My intentions would be to continue expanding this way of efficient processing of updates into all resources eventually, one at a time.

[istio-testing]

Hi @sschepens. Thanks for your PR.

I'm waiting for a istio member to verify that this patch is reasonable to test. If it is, they should reply with /ok-to-test on its own line. Until that is done, I will not automatically test new commits in this PR, but the usual testing commands by org members will still work. Regular contributors should join the org to skip this step.

Once the patch is verified, the new status will be reflected by the ok-to-test label.

I understand the commands that are listed here.

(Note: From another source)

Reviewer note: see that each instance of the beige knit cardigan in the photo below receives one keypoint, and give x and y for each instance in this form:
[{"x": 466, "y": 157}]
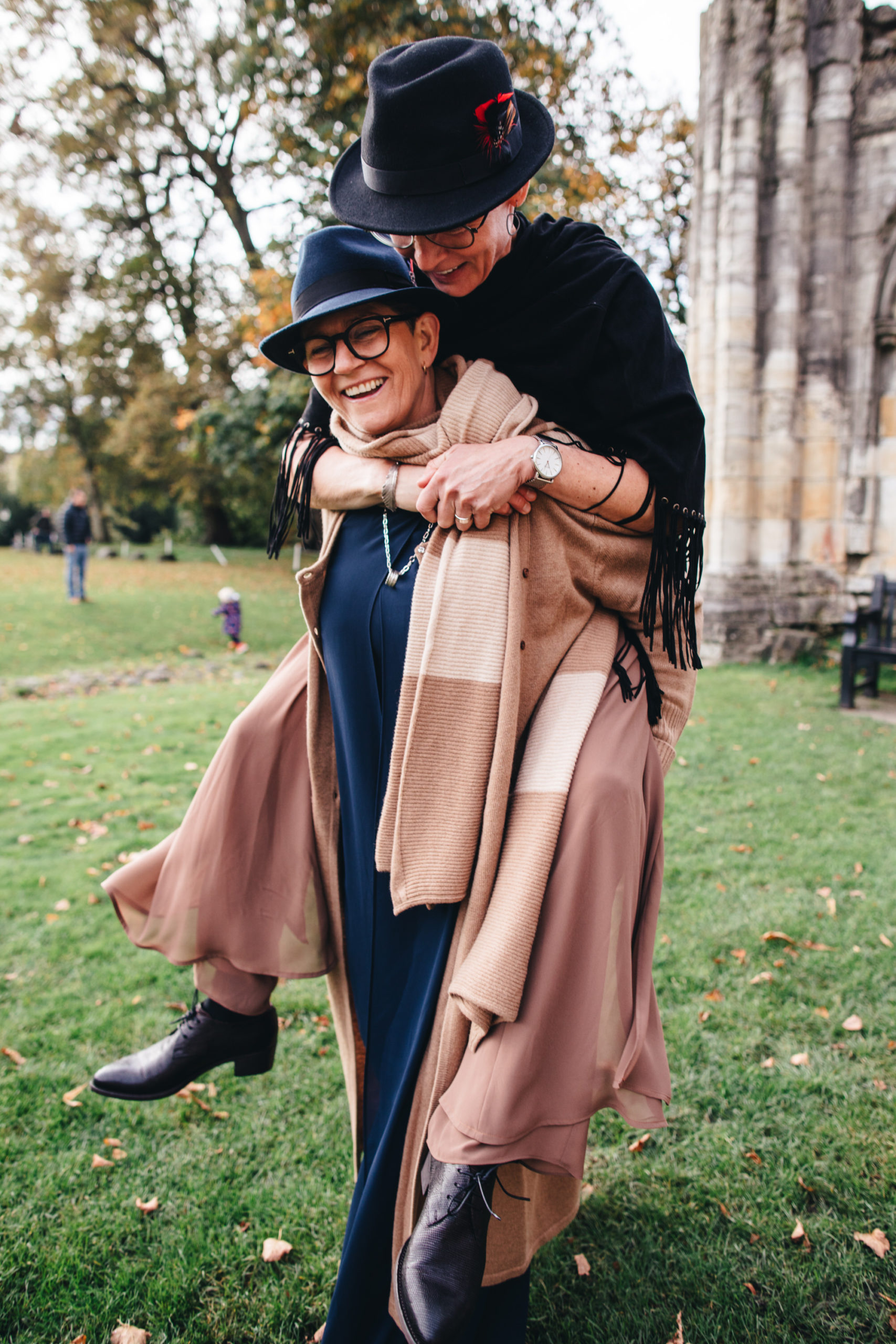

Instructions for interacting with me using PR comments are available here. If you have questions or suggestions related to my behavior, please file an issue against the kubernetes/test-infra repository.

[hzxuzhonghu]

/ok-to-test

[hzxuzhonghu]

@sschepens I think you can apply to be istio member, the it will no need manually label ok-to-test

[hzxuzhonghu]

I think the most common scenario is service/vs, etc updates, not sidecar itself. So I wonder can we only do delta update sidecarScope with the granularity of resource type.

[sschepens]

@sschepens I think you can apply to be istio member, the it will no need manually label ok-to-test

Sure, would love, is there any documentation on the process?

I think the most common scenario is service/vs, etc updates, not sidecar itself. So I wonder can we only do delta update sidecarScope with the granularity of resource type.

Yes I know this is the case, I just want to start making incremental changes, after this PR, I will add only to update Sidecars which had services/vs/drs changed, and then some other more changes. Breaking this up makes it easier to review.

[hzxuzhonghu]

@sschepens FYI https://github.com/istio/community/blob/master/ROLES.md#member

[sschepens]

@sschepens FYI https://github.com/istio/community/blob/master/ROLES.md#member

thanks @hzxuzhonghu created a PR for adding myself as member istio/community#856

[sschepens]

@howardjohn would really like your feedback here

[istio-policy-bot]

🚧 This issue or pull request has been closed due to not having had activity from an Istio team member since 2022-10-29. If you feel this issue or pull request deserves attention, please reopen the issue. Please see this wiki page for more information. Thank you for your contributions.

Created by the issue and PR lifecycle manager.